Andrew Osborn








Sailing close to the wind, 20th June 2003 13:28

A floating Dutch abortion clinic run by a former Greenpeace activist is about to ignite a storm of protest in Poland, writes Andrew Osborn

They have already taken on the Irish Catholic church, but this time they are targeting the country which gave the world Pope John Paul II - Poland.

A large Dutch-registered yacht will slip into the northern Polish port of Wladyslawowo tomorrow with a shipping container-cum-mobile abortion clinic lashed to its deck.

The crew will not be amateur sailors but doctors, nurses and trauma counsellors who will seek to circumvent restrictive Polish abortion law and offer free abortion pills, contraception and advice to interested Polish women.

The reaction is likely to be explosive. When the group - who call themselves Women on Waves - sailed to Ireland in 2001 the anti-abortion movement and the country's conservative religious establishment saw red, and now Polish pro-life groups are said to be already gearing up for their arrival. Abortion in Poland is only permitted as a last resort - if a woman has been raped, if the foetus is deformed, or if the woman would die without the operation.

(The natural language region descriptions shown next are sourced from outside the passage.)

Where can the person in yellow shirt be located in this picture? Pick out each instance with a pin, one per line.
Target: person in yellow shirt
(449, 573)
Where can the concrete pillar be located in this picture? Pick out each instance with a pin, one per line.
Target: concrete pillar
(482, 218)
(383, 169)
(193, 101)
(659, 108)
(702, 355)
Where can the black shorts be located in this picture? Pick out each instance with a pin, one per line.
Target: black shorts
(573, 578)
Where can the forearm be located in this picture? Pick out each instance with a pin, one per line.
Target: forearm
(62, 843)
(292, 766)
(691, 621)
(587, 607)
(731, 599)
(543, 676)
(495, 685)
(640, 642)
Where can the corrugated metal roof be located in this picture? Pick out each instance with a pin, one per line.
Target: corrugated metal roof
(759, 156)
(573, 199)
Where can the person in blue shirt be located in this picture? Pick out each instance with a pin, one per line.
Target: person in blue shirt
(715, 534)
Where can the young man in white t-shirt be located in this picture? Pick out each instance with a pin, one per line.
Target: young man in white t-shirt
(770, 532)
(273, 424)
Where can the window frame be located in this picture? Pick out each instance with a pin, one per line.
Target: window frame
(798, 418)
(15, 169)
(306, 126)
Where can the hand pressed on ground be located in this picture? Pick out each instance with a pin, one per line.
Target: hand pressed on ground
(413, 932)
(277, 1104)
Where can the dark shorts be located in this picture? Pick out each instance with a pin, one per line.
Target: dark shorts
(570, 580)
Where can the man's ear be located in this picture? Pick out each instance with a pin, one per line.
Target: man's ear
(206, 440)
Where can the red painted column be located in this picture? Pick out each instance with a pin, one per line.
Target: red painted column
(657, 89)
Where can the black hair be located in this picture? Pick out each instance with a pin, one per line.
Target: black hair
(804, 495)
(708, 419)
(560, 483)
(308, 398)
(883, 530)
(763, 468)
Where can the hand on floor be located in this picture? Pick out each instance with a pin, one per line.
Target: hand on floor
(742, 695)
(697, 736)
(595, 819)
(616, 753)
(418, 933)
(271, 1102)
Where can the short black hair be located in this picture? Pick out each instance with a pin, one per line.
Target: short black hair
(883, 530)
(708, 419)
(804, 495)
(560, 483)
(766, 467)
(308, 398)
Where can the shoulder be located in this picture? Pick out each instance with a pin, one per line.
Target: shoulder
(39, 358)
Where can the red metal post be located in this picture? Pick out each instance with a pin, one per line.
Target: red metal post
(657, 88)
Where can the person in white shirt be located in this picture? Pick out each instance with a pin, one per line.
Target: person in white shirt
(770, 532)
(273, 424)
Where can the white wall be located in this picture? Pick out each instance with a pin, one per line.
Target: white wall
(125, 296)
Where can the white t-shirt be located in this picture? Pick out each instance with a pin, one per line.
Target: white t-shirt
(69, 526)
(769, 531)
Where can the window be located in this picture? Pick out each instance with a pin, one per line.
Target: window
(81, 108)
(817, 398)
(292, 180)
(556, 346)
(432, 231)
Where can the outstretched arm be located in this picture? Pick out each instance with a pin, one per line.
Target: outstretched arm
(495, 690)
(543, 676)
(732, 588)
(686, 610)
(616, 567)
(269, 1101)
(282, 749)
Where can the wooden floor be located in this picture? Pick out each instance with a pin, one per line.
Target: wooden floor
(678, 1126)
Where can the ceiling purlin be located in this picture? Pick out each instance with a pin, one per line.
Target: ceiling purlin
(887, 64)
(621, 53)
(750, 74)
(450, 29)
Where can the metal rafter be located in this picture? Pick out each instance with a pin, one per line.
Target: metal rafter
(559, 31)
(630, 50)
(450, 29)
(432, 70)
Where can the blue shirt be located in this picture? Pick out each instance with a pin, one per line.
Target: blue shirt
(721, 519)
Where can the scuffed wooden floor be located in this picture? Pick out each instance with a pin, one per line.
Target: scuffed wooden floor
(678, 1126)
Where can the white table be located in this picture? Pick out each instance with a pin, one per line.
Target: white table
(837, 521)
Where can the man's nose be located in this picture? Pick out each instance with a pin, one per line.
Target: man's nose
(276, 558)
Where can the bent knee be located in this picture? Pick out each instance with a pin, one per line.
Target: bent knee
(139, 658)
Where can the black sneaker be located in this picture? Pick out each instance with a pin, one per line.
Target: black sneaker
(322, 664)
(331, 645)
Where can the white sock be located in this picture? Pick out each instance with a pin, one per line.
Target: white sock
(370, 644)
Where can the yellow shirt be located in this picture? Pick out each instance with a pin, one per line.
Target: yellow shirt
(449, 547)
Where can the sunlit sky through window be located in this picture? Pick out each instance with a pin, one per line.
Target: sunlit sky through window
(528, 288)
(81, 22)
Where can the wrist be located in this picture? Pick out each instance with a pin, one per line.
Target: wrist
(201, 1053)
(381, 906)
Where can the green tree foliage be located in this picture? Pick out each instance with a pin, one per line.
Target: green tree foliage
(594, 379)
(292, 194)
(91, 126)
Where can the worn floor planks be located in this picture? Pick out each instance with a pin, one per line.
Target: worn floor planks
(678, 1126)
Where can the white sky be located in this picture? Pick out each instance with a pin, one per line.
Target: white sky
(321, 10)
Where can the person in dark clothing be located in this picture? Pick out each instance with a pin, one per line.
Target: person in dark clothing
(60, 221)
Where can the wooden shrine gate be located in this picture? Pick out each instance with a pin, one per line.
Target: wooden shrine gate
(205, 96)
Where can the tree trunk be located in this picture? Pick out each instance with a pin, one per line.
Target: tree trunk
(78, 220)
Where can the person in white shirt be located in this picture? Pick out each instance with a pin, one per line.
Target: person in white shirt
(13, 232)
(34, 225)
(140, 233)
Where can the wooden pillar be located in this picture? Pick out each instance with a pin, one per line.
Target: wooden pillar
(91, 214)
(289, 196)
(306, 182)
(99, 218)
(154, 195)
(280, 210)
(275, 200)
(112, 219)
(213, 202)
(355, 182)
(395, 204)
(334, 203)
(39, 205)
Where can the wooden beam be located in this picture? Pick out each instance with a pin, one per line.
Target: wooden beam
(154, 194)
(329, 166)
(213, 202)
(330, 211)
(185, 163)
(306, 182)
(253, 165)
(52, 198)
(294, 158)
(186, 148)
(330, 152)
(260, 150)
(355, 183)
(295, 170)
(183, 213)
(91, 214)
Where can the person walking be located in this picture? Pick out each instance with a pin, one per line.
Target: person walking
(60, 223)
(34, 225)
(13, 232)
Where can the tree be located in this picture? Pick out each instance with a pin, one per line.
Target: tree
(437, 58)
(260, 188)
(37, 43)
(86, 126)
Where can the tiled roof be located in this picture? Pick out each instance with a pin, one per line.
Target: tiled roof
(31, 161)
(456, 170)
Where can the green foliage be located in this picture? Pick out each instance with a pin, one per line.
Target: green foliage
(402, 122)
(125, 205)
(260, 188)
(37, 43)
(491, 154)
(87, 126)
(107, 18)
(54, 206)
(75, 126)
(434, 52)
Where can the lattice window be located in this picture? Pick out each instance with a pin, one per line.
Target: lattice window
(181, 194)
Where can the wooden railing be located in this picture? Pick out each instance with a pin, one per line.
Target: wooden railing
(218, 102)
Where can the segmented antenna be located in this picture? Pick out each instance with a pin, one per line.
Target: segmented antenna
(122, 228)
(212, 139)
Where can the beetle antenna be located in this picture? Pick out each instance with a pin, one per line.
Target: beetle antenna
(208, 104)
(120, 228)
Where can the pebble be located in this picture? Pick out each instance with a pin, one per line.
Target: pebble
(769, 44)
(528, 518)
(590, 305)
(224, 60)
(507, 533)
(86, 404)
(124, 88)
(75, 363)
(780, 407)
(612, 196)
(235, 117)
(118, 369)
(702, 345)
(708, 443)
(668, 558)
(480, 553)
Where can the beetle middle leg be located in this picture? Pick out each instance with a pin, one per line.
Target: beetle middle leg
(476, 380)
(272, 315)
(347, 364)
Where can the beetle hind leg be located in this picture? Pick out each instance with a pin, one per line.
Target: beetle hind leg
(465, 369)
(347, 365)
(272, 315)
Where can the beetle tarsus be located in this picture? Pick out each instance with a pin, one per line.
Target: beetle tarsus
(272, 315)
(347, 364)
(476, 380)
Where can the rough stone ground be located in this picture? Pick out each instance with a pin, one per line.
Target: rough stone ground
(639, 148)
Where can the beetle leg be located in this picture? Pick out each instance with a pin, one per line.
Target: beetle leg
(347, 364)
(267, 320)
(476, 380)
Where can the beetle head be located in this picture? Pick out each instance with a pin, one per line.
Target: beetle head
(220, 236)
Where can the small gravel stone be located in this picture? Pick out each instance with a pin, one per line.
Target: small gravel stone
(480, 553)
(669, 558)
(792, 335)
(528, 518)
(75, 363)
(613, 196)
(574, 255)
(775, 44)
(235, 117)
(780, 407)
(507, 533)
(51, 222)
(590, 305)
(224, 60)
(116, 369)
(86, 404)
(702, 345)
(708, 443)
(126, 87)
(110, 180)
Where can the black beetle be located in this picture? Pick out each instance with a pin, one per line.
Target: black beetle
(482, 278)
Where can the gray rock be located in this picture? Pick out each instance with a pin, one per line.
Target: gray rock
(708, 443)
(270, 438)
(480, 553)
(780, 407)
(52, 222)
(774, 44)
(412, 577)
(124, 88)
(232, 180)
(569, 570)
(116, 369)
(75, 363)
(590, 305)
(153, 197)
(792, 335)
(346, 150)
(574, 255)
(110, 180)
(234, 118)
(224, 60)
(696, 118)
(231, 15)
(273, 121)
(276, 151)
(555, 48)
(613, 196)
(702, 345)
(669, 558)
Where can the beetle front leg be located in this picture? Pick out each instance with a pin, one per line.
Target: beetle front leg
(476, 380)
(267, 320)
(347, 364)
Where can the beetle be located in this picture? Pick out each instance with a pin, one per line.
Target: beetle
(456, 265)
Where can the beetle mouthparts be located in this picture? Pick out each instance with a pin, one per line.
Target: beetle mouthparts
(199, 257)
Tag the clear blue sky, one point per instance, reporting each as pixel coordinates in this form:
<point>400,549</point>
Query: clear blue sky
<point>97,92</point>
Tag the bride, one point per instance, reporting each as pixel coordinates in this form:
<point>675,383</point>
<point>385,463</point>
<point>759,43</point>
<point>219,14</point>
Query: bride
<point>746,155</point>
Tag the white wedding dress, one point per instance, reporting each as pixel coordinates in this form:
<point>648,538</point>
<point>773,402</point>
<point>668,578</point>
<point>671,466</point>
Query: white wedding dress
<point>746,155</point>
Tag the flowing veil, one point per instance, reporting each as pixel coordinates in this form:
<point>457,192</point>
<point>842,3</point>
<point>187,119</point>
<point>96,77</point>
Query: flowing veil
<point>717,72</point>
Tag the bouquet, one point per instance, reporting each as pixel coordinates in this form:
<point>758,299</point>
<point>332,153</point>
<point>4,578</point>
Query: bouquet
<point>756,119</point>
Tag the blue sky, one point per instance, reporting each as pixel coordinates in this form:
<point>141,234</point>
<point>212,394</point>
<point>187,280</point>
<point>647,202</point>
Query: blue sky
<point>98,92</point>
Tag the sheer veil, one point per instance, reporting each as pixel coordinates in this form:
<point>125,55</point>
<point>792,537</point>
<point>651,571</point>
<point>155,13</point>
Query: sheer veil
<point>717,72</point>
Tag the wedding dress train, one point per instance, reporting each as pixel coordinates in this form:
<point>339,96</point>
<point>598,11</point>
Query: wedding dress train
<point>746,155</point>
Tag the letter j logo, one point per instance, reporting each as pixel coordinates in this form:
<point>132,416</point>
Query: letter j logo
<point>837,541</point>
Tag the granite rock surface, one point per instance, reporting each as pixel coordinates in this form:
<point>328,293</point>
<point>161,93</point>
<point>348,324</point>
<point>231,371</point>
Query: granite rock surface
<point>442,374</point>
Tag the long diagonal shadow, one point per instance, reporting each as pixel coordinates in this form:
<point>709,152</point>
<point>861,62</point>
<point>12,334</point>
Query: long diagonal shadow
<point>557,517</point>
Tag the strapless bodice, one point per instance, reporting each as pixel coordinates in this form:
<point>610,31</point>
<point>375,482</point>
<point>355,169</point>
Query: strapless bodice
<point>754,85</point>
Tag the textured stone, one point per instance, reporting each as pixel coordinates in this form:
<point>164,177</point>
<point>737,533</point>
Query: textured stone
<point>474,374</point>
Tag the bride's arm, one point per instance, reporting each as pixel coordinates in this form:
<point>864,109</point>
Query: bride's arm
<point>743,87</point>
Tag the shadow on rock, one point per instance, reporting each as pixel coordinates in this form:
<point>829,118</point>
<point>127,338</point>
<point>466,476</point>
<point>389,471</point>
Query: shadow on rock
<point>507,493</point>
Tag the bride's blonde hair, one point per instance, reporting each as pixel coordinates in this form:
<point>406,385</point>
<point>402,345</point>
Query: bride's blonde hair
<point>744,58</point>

The converted shipping container used by the group as a treatment room will seek to give Polish women more choices - albeit briefly - and can justifiably lay claim to be the world's first floating abortion clinic.

However the group is not authorised to perform surgical abortions. They tried and failed to do just that in Ireland but failed to get the necessary paperwork from the Dutch government, and so have to content themselves with distributing the RU486 abortion pill instead.

Not that they are in the least bit deterred, and their modus operandi is ingenious.

The Amsterdam-based group says that Dutch law applies on a Dutch boat provided it is in international waters and nobody has so far challenged them. The group therefore plans to pick up "patients" in Wladyslawowo, which is near Gdansk, and then sail out into the Baltic Sea and drop anchor 12 miles off the coast where Dutch law will take effect.

They will make several such trips over the course of two weeks.

Telephone hotlines for interested women opened today, but the group says it has already been approached by various women who have heard rumours about the scheme in Poland. "Under current (Polish) law very few women get abortions. There are 200,000 illegal abortions performed in the country every year," Jeannette Kruseman, a spokeswoman for Women on Waves told Guardian Unlimited.

"It is very restrictive and due to bureaucratic chaos it's very hard to get one," she said. But she admits that their venture is unlikely to be plain sailing.

"You need a lot of guts to come aboard, and we know that the pro-life opposition is gearing up. We are expecting demonstrations."

Bert Dorenbos of the Dutch anti-abortion group, Cry for Life, believes that the voyage is sheer folly.

"In the past, the Dutch have been missionaries for good but now we are missionaries for evil. I hope that the Dutch government will speak out strongly against this," he said. The trip, he believes, is part of a concerted campaign to persuade eastern European countries to embrace western European "pro-choice" mores ahead of their joining the EU next year. And he claims that it will turn out to be an own-goal.

"This boat is helping the pro-life lobby," he says. "It is harming the pro-choice case, not helping it."

However, Women on Waves - the brainchild of a Dutch doctor, Rebecca Gomperts - is convinced it is in the right.

The idea for a "seagoing women's health clinic" came to her when she was working as a doctor on the Rainbow Warrior, the Greenpeace boat sunk by the French secret service during an anti-nuclear protest in 1985, and she has no regrets.

"Making abortion illegal does not reduce the number of abortions," she argues. "It only means that it is done illegally, unsafely and at a very high price, financially as well as physically."

"As long as the issue of unwanted pregnancies and abortions is surrounded by taboos, silence and shame, laws will not change and neither will the problems of women with unwanted pregnancies," she says. "As a result of backstreet abortions a woman dies unnecessarily every five minutes."